Posted to dev@arrow.apache.org by Weston Pace <we...@gmail.com> on 2021/07/29 21:08:52 UTC

[DISCUSS] Datasets API plugins?

In reviewing the RADOS PR I ran into another question.  I recently
sent an email on the topic where the author wants their integration to
be part of the Arrow repo (I believe this is the case for the RADOS
PR).  However, what about the case where the author doesn't want to be
part of the Gibhub repo (so, to be clear, this email is not relevant
for the RADOS PR).

Right now, in order to add a new file format to the dataset API the
author has to add code to the Arrow codebase to create a new
FileFormat or Fragment.  Do we want to make the datasets API a
"plugin" architecture to allow new formats in the future be added
dynamically.

Of course, now that I'm writing the email, I suppose the answer is
clear.  If someone cares enough about having an external extension
they can always do the work to add such a plugin system.  Does this
sound right or is there some other reason against this or different
approach we'd want to take in the future?

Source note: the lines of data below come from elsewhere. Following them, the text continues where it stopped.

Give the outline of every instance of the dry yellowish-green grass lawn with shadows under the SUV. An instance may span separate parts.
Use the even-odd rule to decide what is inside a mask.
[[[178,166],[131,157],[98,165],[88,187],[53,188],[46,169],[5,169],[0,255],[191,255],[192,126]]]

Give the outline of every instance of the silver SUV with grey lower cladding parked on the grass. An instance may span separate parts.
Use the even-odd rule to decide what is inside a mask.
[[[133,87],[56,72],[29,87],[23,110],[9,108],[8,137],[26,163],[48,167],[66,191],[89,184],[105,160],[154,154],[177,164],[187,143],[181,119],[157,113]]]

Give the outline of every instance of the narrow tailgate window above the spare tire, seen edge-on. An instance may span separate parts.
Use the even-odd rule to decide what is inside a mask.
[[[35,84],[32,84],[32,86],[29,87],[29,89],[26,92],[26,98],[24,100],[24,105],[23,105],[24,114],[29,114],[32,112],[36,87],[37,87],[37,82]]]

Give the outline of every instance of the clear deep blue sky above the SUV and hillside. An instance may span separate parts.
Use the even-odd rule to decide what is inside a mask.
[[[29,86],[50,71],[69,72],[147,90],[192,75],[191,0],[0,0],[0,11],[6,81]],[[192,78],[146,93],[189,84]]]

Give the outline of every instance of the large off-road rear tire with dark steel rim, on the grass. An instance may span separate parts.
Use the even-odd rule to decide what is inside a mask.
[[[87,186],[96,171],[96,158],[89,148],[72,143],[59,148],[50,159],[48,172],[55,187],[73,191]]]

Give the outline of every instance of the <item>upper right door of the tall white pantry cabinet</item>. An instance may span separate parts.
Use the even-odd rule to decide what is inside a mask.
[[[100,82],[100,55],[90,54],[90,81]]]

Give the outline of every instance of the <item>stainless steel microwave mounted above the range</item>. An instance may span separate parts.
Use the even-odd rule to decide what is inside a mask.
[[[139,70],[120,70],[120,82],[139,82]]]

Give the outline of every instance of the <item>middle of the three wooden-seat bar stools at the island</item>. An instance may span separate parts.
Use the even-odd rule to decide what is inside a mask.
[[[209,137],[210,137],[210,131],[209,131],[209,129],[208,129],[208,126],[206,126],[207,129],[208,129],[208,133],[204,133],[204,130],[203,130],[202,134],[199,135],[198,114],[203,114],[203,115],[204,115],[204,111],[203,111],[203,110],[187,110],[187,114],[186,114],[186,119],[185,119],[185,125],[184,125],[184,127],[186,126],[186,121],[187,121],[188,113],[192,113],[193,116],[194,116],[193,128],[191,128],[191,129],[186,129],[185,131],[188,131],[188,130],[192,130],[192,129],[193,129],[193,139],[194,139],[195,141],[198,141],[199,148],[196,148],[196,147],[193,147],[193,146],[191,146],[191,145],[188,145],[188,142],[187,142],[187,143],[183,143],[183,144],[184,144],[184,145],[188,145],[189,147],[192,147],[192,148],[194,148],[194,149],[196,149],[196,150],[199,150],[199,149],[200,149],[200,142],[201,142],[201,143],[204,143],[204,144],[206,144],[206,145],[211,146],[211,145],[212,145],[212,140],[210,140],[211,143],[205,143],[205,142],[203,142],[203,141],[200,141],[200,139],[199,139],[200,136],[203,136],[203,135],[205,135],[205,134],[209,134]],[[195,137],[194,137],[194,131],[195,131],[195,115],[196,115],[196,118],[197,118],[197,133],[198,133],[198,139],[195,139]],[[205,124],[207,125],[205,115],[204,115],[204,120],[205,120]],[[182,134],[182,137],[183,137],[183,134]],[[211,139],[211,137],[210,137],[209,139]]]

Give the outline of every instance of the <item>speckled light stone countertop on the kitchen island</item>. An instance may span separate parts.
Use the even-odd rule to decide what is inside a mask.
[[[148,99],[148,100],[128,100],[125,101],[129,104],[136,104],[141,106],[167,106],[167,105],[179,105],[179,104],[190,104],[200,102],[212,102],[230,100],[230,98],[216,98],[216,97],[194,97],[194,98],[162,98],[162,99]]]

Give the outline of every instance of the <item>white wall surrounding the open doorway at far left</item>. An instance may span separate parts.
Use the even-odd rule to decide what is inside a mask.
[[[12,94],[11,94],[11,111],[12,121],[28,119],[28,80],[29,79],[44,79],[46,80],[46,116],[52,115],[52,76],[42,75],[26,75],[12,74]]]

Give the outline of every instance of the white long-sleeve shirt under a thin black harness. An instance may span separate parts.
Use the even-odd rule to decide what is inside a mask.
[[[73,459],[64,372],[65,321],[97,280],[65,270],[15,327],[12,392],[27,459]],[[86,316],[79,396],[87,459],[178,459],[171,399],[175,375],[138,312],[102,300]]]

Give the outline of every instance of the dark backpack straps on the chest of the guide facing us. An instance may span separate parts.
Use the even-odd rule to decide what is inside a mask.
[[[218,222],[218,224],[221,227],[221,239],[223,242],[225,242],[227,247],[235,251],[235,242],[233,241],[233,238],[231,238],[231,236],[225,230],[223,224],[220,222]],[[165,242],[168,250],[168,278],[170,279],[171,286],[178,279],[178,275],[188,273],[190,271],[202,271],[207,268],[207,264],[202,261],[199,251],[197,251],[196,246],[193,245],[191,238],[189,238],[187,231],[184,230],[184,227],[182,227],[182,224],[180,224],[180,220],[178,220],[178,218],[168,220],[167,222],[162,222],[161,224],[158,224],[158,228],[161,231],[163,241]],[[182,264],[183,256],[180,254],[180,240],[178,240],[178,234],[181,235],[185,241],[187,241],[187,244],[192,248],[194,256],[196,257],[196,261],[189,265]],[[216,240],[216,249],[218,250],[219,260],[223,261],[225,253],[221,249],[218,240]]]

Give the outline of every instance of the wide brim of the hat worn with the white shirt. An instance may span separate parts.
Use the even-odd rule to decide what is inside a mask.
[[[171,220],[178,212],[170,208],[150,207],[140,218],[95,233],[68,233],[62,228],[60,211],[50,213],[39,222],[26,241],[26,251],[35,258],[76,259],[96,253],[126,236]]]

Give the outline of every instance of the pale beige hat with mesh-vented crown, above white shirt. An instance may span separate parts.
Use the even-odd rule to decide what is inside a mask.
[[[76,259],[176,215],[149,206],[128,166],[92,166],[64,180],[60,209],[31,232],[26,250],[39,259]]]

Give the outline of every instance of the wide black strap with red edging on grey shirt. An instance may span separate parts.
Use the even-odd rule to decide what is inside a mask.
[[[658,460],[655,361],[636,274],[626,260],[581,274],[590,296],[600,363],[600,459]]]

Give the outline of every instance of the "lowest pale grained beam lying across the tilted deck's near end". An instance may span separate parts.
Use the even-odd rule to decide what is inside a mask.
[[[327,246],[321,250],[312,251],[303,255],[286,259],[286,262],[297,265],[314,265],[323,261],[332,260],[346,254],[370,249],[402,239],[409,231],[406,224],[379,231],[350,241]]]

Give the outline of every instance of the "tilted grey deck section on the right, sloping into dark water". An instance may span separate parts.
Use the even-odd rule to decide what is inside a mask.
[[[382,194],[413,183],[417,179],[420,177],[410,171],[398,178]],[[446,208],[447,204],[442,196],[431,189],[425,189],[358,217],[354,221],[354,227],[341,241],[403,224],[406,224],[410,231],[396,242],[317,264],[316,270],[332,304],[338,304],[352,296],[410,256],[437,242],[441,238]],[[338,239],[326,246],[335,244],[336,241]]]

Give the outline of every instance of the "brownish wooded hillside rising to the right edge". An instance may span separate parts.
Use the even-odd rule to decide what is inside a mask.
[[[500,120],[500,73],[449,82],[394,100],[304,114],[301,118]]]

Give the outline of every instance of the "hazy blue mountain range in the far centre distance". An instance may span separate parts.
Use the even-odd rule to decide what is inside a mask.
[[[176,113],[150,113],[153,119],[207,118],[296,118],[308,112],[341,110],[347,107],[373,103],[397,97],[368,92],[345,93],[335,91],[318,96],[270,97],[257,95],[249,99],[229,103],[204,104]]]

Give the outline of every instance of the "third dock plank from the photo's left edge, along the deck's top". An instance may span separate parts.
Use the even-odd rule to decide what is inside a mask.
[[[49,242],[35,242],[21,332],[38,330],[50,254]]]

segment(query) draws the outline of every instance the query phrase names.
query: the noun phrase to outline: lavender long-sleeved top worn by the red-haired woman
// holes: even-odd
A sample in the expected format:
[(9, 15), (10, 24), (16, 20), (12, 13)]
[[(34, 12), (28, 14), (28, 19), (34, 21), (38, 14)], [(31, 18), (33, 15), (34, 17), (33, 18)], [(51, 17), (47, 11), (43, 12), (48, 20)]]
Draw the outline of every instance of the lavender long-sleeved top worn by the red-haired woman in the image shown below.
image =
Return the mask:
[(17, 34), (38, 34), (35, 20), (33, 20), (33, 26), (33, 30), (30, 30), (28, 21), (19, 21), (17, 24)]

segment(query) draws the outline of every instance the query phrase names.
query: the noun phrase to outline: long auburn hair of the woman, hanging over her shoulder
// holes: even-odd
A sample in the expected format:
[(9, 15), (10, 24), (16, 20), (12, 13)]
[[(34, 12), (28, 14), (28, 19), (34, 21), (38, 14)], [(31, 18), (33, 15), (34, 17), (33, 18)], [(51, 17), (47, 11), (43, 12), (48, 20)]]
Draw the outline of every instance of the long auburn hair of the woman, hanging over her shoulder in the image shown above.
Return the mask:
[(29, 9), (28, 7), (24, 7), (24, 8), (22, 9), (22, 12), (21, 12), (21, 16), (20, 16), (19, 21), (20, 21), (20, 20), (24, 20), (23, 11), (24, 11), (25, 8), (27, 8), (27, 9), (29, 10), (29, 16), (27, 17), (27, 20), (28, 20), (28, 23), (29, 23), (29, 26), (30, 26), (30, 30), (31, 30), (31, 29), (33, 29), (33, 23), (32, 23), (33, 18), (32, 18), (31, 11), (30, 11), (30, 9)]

Re: [DISCUSS] Datasets API plugins?

Posted by Wes McKinney <we...@gmail.com>.
I think if someone wants to build a plugin model for datasets / file
formats (and refactor the existing "built-in" formats to use those
plugin APIs), that sounds like a fine idea to me. I don't think the
idea was for the API to be closed only to the formats that are
implemented inside the Arrow codebase.

On Thu, Jul 29, 2021 at 4:09 PM Weston Pace <we...@gmail.com> wrote:
>
> In reviewing the RADOS PR I ran into another question.  I recently
> sent an email on the topic where the author wants their integration to
> be part of the Arrow repo (I believe this is the case for the RADOS
> PR).  However, what about the case where the author doesn't want to be
> part of the Gibhub repo (so, to be clear, this email is not relevant
> for the RADOS PR).
>
> Right now, in order to add a new file format to the dataset API the
> author has to add code to the Arrow codebase to create a new
> FileFormat or Fragment.  Do we want to make the datasets API a
> "plugin" architecture to allow new formats in the future be added
> dynamically.
>
> Of course, now that I'm writing the email, I suppose the answer is
> clear.  If someone cares enough about having an external extension
> they can always do the work to add such a plugin system.  Does this
> sound right or is there some other reason against this or different
> approach we'd want to take in the future?